To Samuel J. May, 18 March 1847
Thoreau came and read to them his lecture on his "Diogenes life"—His hut is little larger than tradition reports the Philosopher's to have been but I doubt if the sage lived a more temperate wise life than this Hero of the 19 century—He read the 1st part—and in the evening we all went up to the Lyceum and heard the 2d part—If he does not print it I will get Anna to copy in a legible hand some parts of it for your special use—I know you will feel with me it is no small boon to live in the same age with so experimental and true a Man—surely he who teaches us how to live truly is the Phylanthropist the Saviour of mankind.
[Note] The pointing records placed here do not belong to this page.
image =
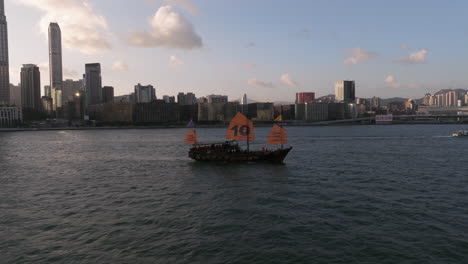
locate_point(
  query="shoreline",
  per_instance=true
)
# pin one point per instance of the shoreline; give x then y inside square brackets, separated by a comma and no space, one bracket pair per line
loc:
[6,130]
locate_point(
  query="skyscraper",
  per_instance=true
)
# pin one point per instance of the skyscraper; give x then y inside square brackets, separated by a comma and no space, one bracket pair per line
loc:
[55,64]
[144,93]
[31,87]
[107,94]
[304,98]
[4,68]
[93,83]
[345,91]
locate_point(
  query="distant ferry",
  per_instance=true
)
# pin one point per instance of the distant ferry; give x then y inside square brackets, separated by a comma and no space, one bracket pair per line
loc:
[240,128]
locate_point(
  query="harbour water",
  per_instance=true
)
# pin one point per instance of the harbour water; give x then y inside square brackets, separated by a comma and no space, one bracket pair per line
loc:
[347,194]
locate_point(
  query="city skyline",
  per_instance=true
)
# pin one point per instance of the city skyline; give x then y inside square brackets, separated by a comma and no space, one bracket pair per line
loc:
[270,60]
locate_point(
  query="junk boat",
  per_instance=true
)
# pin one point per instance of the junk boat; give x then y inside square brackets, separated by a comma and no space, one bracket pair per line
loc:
[461,133]
[240,129]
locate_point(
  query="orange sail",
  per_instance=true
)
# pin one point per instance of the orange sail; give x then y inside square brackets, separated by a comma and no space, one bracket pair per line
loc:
[278,136]
[240,128]
[191,137]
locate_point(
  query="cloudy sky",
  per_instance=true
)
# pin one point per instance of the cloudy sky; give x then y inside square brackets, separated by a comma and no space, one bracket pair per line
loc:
[269,49]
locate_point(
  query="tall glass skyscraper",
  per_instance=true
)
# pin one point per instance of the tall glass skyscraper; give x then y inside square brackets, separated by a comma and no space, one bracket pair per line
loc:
[55,64]
[4,68]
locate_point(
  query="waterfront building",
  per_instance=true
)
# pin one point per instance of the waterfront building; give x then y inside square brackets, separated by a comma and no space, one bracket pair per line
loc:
[244,103]
[181,98]
[70,88]
[55,65]
[47,104]
[10,117]
[156,112]
[107,94]
[15,95]
[169,99]
[316,112]
[304,97]
[47,91]
[286,111]
[93,82]
[375,102]
[261,111]
[186,99]
[31,87]
[345,91]
[128,98]
[426,99]
[217,112]
[337,111]
[144,93]
[452,98]
[4,63]
[299,110]
[217,98]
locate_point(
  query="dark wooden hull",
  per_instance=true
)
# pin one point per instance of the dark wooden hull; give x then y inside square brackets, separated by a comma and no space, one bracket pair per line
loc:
[276,156]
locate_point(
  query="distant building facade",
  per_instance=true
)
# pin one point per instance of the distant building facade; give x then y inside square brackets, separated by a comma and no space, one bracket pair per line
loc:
[70,88]
[217,98]
[15,95]
[345,91]
[10,117]
[4,62]
[186,99]
[144,93]
[107,94]
[31,87]
[55,65]
[217,112]
[304,97]
[93,82]
[156,112]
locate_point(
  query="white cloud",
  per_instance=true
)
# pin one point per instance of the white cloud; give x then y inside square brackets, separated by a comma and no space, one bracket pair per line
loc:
[174,61]
[359,55]
[185,4]
[391,82]
[418,57]
[82,28]
[168,29]
[120,66]
[286,79]
[255,82]
[405,47]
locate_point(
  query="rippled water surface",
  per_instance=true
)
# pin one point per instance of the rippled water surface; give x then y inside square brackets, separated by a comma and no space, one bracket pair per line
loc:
[353,194]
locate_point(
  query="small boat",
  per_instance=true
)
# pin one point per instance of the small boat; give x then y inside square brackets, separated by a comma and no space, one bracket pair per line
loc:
[240,129]
[461,133]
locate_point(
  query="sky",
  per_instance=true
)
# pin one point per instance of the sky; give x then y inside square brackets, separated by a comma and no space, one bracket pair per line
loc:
[269,49]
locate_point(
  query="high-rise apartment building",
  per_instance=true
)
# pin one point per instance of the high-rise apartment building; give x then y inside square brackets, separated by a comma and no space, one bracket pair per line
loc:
[144,93]
[169,99]
[15,95]
[217,98]
[55,65]
[375,102]
[70,88]
[93,85]
[4,64]
[345,91]
[107,94]
[304,98]
[31,87]
[244,104]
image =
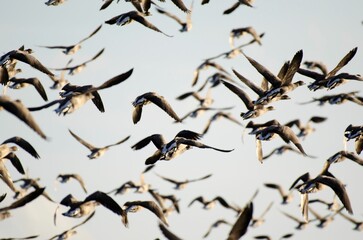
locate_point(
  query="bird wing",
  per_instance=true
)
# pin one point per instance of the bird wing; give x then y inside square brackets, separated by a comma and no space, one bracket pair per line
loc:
[31,60]
[169,235]
[83,142]
[343,62]
[170,15]
[21,142]
[240,93]
[338,188]
[161,102]
[274,80]
[108,203]
[20,111]
[292,69]
[249,84]
[157,139]
[119,142]
[143,21]
[194,143]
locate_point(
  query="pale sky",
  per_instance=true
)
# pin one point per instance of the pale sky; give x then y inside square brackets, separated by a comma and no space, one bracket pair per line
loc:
[325,31]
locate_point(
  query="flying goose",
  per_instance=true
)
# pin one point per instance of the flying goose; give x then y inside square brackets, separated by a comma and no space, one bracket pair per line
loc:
[206,64]
[285,196]
[96,152]
[78,68]
[169,235]
[71,49]
[183,141]
[134,206]
[71,231]
[28,183]
[211,203]
[326,220]
[23,82]
[24,200]
[280,86]
[285,236]
[358,225]
[18,109]
[74,100]
[24,55]
[235,51]
[82,208]
[307,128]
[237,4]
[63,178]
[151,97]
[240,227]
[218,115]
[54,2]
[185,26]
[215,225]
[253,110]
[239,32]
[322,80]
[131,16]
[283,131]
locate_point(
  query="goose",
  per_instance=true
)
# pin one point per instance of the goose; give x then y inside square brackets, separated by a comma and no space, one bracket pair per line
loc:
[23,201]
[24,55]
[74,100]
[96,152]
[285,196]
[358,225]
[239,32]
[17,108]
[301,224]
[211,203]
[134,206]
[23,82]
[186,26]
[321,80]
[151,97]
[54,2]
[78,209]
[63,178]
[183,141]
[218,115]
[283,131]
[280,86]
[307,128]
[131,16]
[215,225]
[253,110]
[240,227]
[237,4]
[206,64]
[288,235]
[235,51]
[256,222]
[71,49]
[71,231]
[167,233]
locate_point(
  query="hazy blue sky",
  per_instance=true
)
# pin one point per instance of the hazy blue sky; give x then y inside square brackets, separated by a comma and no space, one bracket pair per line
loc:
[325,30]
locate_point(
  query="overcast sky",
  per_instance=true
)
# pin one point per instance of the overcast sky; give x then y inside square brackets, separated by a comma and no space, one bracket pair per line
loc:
[325,31]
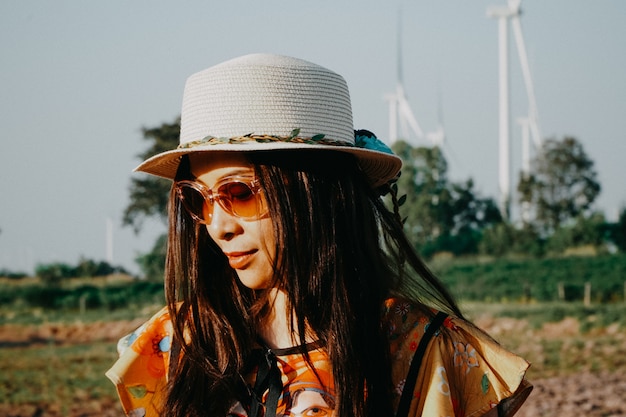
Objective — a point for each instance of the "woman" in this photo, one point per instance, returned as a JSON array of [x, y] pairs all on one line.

[Journal and Epistolary Remarks on Thoreau, 1847–1859]
Amos Bronson Alcott
Amos Bronson Alcott (1799–1888) was an author, a lecturer, and an educator who lived in Concord, Massachusetts with his wife, Abigail, and their family during the years 1840–43, 1844–48, and from 1857 until his death. From 1859 to 1865, he served as superintendent of the Concord schools. One of the original members of the Transcendentalist Club that formed in 1836, Alcott was an intimate friend of both Henry Thoreau and Waldo Emerson. Edward Emerson noted that Alcott and Thoreau differed tremendously in temperament, with Thoreau "impatient of Alcott's philosophic calm while failing to comfortably maintain his family" (Henry Thoreau, 101), yet the two men admired each other a great deal, even valuing their differences, with Alcott particularly impressed with the regard in which others whom he respected held Thoreau. Thoreau viewed Alcott as a "visionary ... [who] will be the last man to be disappointed as the ages revolve" (PEJ, 2:223). In addition to praising his books and lectures, Alcott valued Thoreau not only as an observer of nature but, importantly, as a scholar: "Seldom has a scholar's study circumscribed so much of the Cosmos as that of this footed intelligence of ours—nothing less than all out-of-doors suffi cing its genius and scope, and this day by day, through all weeks and weather, the year round" (Journals, 285). The letters and journal entries below refl ect his friendship with Thoreau as it evolved over twenty-plus years. In the selections below, journal entries are preceded by a date. Excerpts from letters are preceded by the name of the correspondent and the date.
March 1847
Thoreau's is a walking Muse, winged at the anklets and rhyming her steps. The ruddiest and nimblest genius that has trodden our woods, he comes amidst mists and exhalations, his locks dripping with moisture, in the sonorous rains of an ever-lyric day. His genius insinuates itself at every pore of us, and eliminates us into the old elements again. A wood-nymph, he abides on the earth, and is a sylvan soul. If he could but clap wings to his shoulders or brow and spring forthright into the cope above sometimes, instead of beating the bush and measuring his tread along the marsh-sides and the river's sedge and sand, and taking us to some Maine or Indian wilderness, and peopling the woods with the Sileni and all the dryads!
But this fits him all the better for his special task of delineating these yet unspoiled American things, and of inspiring us with a sense of their homelier beauties—opening to us the riches of a nation scarcely yet discovered by her own population.